El fragor se había hecho verdaderamente espantoso. En efecto, en la hondonada del río había momentos en que parecía que saltaran por los aires parcelas enteras de bosque. Continuaba la sangrienta batalla entre la guardia del sultán y los tigres de Mompracem, con una furia increíble.

Ambos bandos se atacaban encarnizadamente, intentando destruirse en masa.

—¡Agachaos! —gritaba sin cesar Yáñez, que tendía una mano a la bella holandesa—. Nuestra salvación está en la rapidez. Atención a los cocodrilos.

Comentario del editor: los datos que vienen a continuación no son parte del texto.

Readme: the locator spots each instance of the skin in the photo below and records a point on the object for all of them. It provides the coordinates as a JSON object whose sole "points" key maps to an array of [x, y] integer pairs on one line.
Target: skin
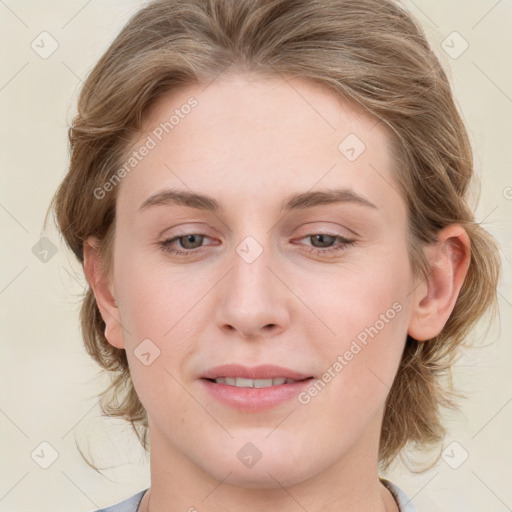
{"points": [[249, 144]]}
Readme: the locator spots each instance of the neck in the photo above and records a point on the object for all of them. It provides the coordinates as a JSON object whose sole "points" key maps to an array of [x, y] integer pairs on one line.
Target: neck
{"points": [[351, 485]]}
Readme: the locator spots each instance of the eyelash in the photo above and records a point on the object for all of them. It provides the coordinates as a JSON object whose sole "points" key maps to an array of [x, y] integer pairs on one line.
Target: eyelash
{"points": [[343, 244]]}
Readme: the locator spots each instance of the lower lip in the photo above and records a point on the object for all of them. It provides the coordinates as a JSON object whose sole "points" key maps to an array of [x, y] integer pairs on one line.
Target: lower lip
{"points": [[255, 399]]}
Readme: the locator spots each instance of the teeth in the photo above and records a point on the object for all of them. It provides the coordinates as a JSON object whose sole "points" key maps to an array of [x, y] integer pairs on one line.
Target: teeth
{"points": [[241, 382]]}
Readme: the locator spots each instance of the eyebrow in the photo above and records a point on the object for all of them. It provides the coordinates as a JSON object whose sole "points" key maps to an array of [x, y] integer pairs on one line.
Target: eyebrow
{"points": [[293, 202]]}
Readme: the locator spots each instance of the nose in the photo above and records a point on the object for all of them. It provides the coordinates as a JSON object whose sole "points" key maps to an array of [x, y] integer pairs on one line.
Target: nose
{"points": [[252, 302]]}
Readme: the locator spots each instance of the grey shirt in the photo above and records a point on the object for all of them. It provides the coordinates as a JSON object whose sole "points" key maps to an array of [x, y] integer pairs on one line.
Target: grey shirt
{"points": [[132, 503]]}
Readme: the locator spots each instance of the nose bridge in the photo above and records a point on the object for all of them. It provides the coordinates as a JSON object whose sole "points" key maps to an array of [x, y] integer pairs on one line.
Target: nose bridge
{"points": [[251, 301]]}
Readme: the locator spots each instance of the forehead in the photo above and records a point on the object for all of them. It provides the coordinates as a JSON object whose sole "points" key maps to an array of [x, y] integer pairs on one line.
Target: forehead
{"points": [[259, 137]]}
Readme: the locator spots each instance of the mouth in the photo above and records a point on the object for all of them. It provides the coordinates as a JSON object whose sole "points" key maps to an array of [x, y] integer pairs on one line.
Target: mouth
{"points": [[242, 382], [254, 389]]}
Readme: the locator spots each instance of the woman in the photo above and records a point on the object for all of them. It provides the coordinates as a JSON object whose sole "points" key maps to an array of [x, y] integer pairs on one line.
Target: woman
{"points": [[269, 201]]}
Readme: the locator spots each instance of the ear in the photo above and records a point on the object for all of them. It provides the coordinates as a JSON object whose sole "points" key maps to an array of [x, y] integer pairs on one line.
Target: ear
{"points": [[435, 298], [103, 292]]}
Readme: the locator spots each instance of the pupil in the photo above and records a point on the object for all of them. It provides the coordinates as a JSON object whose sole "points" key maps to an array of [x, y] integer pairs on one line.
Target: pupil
{"points": [[325, 240], [190, 242]]}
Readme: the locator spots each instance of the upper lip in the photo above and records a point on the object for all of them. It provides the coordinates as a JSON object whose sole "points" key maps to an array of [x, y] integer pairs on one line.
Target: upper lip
{"points": [[266, 371]]}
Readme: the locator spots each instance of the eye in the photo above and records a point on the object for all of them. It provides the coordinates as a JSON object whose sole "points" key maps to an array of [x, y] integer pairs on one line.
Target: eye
{"points": [[325, 243], [188, 243]]}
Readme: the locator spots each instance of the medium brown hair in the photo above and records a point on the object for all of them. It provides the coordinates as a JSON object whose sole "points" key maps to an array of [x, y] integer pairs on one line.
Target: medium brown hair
{"points": [[371, 53]]}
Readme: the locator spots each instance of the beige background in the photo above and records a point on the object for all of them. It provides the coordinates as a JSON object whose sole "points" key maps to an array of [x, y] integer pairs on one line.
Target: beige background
{"points": [[49, 384]]}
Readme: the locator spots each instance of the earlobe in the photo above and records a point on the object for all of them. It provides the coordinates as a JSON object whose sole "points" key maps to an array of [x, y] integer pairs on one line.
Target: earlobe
{"points": [[433, 302], [101, 286]]}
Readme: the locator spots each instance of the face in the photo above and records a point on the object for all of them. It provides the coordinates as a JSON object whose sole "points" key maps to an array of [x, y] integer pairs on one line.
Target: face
{"points": [[262, 279]]}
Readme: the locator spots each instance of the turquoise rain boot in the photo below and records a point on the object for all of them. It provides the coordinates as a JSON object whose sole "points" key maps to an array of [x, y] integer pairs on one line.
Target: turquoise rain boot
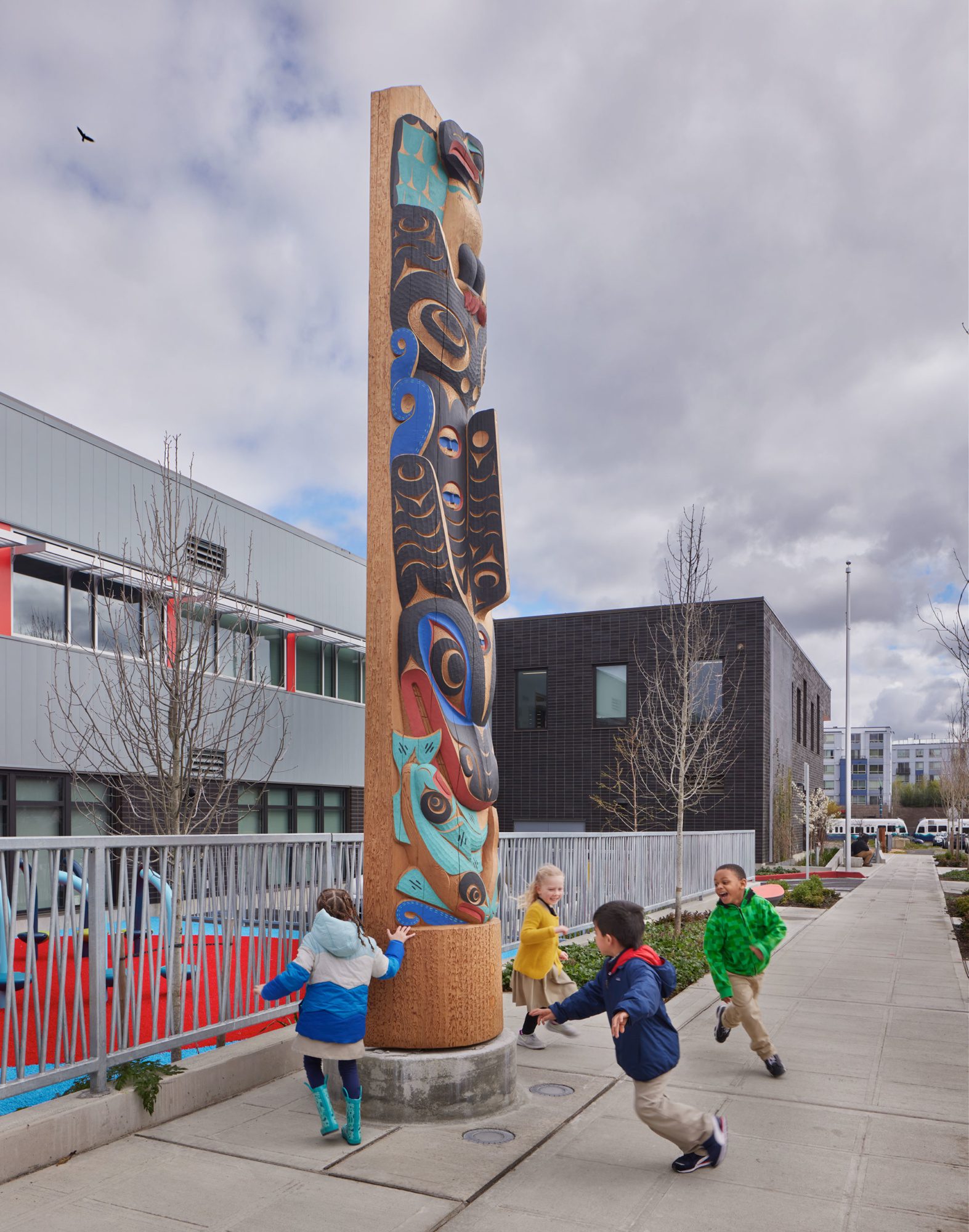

Habían conseguido abrirse paso entre los últimos matorrales que se amontonaban desordenadamente en la orilla del río y se adentraron con resolución en las aguas fangosas, intentando la travesía antes de que llegaran los terribles soldados.

Cogidos de la mano, pasando de banco en banco, los fugitivos, acompañados en todo momento por el sultán y el embajador, casi habían llegado a la orilla opuesta, cuando otro espantoso estrépito resonó en medio de la selva.

—¿Qué ocurre? —gritó Yáñez, que se había detenido en un islote fangoso—. ¡Se trata de elefantes!

—Sí, señor —dijo Kammamuri, que vigilaba a sus prisioneros.

—¿Tigres malayos, tigres indios y elefantes…? ¿Quién saldrá vivo de este valle?

—Señor, atravesemos prontamente el último brazo del río —dijo Kammamuri—. Más adelante hay algo que podrá proporcionarnos refugio contra todos, al menos por cierto tiempo.

Una oscura masa de amplias proporciones se dibujaba en la orilla. En vez de uno de los acostumbrados praos, parecía que los mineros chinos hubieran abandonado en aquel lugar un junco. Como es sabido, las embarcaciones fluviales de los mongoles son de una resistencia a toda prueba.

—¡Sí, allí! —gritó Yáñez, que sostenía constantemente por la mano a la holandesa.

Pasando de banco en banco, el grupo consiguió finalmente llegar a aquella oscura masa que estaba varada en la orilla.

—He aquí nuestra salvación —dijo Yáñez, subiendo rápidamente por la escalerilla del pequeño velero zozobrado—. Si los elefantes nos hubieran llegado a bloquear en medio del río, estábamos perdidos.

—Pero ¿de qué elefantes creéis que se trata? —preguntó la bella holandesa.

—Los que capturaron los batidores para el sultán y que ahora vienen hacia aquí, a través de la selva, para diezmar a nuestras tropas.

—¿Podremos resistir aquí?

—Este velero es tan pesado como una roca y opondrá una extraordinaria resistencia a los paquidermos.

—¿No nos atacarán?

—No temáis, señora. Se estrellarán contra este montón de maderos. ¡Ya llegan…! Desgraciados de los que se encuentren en la selva. Los prisioneros, a tierra. Y preparémonos a disparar contra los colosos.

—Les voy a atar, señor —dijo Kammamuri, empujando al sultán y al embajador hacia el palo mayor y echando sobre ellos una maroma—. Ahora, que intenten escapar.

En ese momento, la manada de elefantes, reunida días atrás por los sikkaris del sultán en la selva, entraba en el río con un ímpetu irrefrenable, dirigiéndose hacia el velero.

Se trataba de unos cincuenta paquidermos, tal vez más, Y todos de gran tamaño.